Add the oil mixture and the water to the dry ingredients. As the Alpha-Bakery cookbook advises, “stir real hard” for 2 minutes or so. The cocoa sometimes clumps up, and you want a smooth, lump-less batter.
When batter is smooth, dark, richly delicious, pour even amounts into the two pans, tapping the bottoms gently on the counter once they are full to pop little air bubbles. Then enclose them in the oven for about 35 minutes, or until a tester comes out just clean. The tops will be springy and moist, and I have found that just the barest crumb clinging to the tester is fine, as they continue to cook while you let them cool for at least twenty minutes in their pans.
When the cakes were cool enough to liberate, breakage free, from the pans, I turned them upside down on my cooling rack and drizzled Kahlua onto the spongy, porous bottoms until it pooled a little rather than being instantly drunk in. I continued to do this at intervals while the cakes cooled completely. I probably used at least a ¼ cup all together.

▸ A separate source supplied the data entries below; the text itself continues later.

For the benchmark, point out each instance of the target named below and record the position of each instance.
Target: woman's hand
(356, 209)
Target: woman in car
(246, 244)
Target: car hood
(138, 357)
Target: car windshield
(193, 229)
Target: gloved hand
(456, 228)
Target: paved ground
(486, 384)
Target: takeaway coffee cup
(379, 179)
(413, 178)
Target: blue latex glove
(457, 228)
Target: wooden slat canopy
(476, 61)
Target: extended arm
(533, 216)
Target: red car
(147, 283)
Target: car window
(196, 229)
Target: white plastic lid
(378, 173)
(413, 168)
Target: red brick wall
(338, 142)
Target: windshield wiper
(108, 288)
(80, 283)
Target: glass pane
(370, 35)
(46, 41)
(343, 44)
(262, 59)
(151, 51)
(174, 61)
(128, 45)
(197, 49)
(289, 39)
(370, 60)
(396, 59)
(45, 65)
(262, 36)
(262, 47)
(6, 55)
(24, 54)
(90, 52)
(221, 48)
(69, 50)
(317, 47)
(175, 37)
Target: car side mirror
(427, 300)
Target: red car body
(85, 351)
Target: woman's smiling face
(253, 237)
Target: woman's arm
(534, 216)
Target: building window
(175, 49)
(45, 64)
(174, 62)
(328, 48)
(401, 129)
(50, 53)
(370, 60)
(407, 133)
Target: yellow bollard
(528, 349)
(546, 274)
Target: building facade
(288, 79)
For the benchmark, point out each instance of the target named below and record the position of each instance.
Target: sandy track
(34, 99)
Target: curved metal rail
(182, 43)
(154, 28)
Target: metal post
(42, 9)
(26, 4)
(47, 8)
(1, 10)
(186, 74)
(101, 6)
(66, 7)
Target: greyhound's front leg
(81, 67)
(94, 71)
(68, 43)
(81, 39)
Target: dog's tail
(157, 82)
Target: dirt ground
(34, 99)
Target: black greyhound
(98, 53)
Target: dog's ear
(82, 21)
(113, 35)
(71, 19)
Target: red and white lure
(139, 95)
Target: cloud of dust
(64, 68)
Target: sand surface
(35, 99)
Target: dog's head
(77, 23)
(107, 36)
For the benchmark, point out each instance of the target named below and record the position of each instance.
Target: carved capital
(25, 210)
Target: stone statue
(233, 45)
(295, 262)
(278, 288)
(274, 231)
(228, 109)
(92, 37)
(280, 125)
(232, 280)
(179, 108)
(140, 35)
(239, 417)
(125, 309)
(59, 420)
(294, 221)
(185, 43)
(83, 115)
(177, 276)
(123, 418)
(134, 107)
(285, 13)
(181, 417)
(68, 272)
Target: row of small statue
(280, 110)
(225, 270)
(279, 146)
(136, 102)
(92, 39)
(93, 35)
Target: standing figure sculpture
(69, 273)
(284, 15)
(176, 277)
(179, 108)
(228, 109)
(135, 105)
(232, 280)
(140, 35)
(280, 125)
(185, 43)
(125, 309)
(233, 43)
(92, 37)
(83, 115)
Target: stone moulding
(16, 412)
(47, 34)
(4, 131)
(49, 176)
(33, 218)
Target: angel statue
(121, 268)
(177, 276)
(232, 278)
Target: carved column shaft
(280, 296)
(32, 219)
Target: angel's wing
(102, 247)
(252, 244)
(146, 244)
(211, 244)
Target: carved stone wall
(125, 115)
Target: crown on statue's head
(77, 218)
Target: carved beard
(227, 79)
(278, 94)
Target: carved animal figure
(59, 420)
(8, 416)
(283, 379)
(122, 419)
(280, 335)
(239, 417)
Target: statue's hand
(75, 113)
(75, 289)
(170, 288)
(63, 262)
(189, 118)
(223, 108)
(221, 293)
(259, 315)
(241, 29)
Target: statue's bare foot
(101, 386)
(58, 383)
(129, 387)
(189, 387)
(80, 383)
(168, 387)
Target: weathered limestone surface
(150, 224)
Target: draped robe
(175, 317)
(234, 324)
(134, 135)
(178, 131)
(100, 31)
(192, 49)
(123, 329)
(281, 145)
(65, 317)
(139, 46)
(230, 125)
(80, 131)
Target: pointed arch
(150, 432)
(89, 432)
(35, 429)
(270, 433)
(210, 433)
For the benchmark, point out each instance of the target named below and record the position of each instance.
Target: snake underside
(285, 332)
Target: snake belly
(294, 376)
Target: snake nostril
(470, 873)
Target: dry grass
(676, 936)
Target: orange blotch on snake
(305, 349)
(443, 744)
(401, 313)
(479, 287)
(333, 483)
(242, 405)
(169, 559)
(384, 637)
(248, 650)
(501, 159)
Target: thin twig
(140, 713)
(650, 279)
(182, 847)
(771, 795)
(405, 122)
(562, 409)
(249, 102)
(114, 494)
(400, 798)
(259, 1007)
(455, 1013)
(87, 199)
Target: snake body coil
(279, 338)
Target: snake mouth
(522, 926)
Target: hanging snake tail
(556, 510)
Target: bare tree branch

While the drunken cakes continued to cool, I washed and dried a dozen or so strawberries and started some semi-sweet chocolate squares melting in a glass bowl over barely simmering water, which I robed the strawberries in.
My trusty stand mixer stood ready to receive:
an 8-oz. container of mascarpone cheese,
¼ cup of sugar,
a few tablespoons of amaretto
I whipped these into a light, creamy frosting. I tasted some and swooned just a little. With the bottom layer of cake gently centered on my cake stand (with parchment paper lining the edges, of course, to keep the stand clean while I iced the cake), I spread about ¾ of the cheese mixture on the bottom cake layer. Since there was a little bit of chocolate left in my makeshift double boiler, even after receiving and coating all of the strawberries, I waited for it to cool off just a little, then drizzled it on top of the cheese filling layer, figuring a little extra chocolate wouldn’t hurt. Then I added a pint of heavy whipping cream, a little more sugar, and a little more amaretto to my stand mixer and started it whipping while I carefully positioned the top cake layer atop the mascarpone and chocolate.

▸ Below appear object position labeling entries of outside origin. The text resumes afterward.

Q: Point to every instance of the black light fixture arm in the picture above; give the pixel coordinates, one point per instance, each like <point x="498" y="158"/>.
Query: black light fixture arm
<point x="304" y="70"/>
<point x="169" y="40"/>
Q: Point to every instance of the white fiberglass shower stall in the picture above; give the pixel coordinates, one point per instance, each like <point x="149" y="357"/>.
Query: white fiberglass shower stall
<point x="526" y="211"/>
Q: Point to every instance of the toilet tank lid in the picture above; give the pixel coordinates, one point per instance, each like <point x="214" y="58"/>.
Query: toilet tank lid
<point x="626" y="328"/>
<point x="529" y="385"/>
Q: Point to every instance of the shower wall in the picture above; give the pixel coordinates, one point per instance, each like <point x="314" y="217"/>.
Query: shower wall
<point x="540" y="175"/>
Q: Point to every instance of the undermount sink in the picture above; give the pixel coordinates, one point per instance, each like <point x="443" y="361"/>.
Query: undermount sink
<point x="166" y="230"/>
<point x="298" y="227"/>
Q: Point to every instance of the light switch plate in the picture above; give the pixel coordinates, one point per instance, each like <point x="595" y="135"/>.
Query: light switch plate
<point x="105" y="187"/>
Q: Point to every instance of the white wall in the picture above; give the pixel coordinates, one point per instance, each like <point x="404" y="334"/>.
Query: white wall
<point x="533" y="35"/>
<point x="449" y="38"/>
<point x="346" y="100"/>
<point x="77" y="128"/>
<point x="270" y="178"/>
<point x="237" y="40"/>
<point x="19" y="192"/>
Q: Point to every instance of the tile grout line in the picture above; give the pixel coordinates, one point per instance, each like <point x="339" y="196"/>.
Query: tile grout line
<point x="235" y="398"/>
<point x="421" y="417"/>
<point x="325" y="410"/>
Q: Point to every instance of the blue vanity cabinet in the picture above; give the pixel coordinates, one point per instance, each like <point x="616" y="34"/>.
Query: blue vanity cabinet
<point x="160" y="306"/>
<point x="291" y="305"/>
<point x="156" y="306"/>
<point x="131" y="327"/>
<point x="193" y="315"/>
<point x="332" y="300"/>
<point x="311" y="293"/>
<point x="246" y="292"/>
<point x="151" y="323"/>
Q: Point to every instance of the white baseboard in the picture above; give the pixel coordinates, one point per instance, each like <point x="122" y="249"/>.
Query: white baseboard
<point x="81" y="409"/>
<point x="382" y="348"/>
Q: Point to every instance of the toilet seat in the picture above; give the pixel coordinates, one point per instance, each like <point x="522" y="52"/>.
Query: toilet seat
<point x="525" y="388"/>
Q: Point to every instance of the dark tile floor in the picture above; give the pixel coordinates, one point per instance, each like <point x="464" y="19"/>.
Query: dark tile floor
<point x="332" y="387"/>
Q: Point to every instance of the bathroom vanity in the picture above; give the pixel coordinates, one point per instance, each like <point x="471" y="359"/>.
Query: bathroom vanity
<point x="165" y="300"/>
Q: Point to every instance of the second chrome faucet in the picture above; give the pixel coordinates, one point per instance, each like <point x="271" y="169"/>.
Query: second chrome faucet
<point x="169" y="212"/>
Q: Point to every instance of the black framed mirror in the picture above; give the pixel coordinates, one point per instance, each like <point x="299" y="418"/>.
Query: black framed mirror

I iced the whole thing, top and sides, with light clouds of almond scented cream. I probably added an inch of frosting atop and on all sides, then sifted a few teaspoons of cocoa powder around the top of the cake.
N. and I agreed (as did S. and her other guests) that this was the best incarnation of this cake I had ever made. The Kahlua added the coffee flavor and liqueur touch that tiramisu seems to require, but it didn’t overwhelm the cake with sweetness. One of the best things about this cake is that it has solid cocoa flavor without being tooth-tinglingly sweet. The Kahlua was a buzz-suggesting addition and kept the already moist layers almost fragile-tender.

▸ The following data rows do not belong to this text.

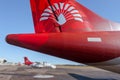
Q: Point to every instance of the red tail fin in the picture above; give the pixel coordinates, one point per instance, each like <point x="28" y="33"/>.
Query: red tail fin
<point x="27" y="61"/>
<point x="69" y="16"/>
<point x="66" y="16"/>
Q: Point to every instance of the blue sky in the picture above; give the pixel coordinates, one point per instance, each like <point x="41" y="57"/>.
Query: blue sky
<point x="15" y="17"/>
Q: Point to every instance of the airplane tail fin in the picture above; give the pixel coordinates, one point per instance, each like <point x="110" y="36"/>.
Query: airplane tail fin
<point x="58" y="16"/>
<point x="67" y="16"/>
<point x="27" y="61"/>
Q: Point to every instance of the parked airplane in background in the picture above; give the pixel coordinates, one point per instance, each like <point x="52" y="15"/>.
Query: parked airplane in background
<point x="67" y="29"/>
<point x="37" y="64"/>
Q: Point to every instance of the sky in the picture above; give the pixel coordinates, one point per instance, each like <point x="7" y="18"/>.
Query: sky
<point x="15" y="17"/>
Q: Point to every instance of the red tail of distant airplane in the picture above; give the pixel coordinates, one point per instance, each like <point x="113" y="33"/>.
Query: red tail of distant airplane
<point x="67" y="29"/>
<point x="27" y="61"/>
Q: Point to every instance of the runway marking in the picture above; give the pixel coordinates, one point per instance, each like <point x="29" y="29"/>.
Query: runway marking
<point x="43" y="76"/>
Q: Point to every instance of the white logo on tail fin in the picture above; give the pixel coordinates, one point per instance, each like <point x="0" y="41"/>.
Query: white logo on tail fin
<point x="64" y="12"/>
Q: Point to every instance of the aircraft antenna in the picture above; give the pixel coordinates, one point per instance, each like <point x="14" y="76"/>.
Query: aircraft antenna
<point x="54" y="14"/>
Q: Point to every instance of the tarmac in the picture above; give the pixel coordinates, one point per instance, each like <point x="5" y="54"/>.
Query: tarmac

The chocolate in the middle hardened as it cooled and made a crunchy layer on top of the creamy cheese. The amaretto lent aroma and a warmth that was almost flavor to the whipped cream, and the mascarpone made it creamier without weighing it down. We ate large, thick slices, tempering the richness with the fresh sweet punch of chocolate-covered strawberries, letting the juice trickle onto the whipped cream and add yet another dimension of flavor.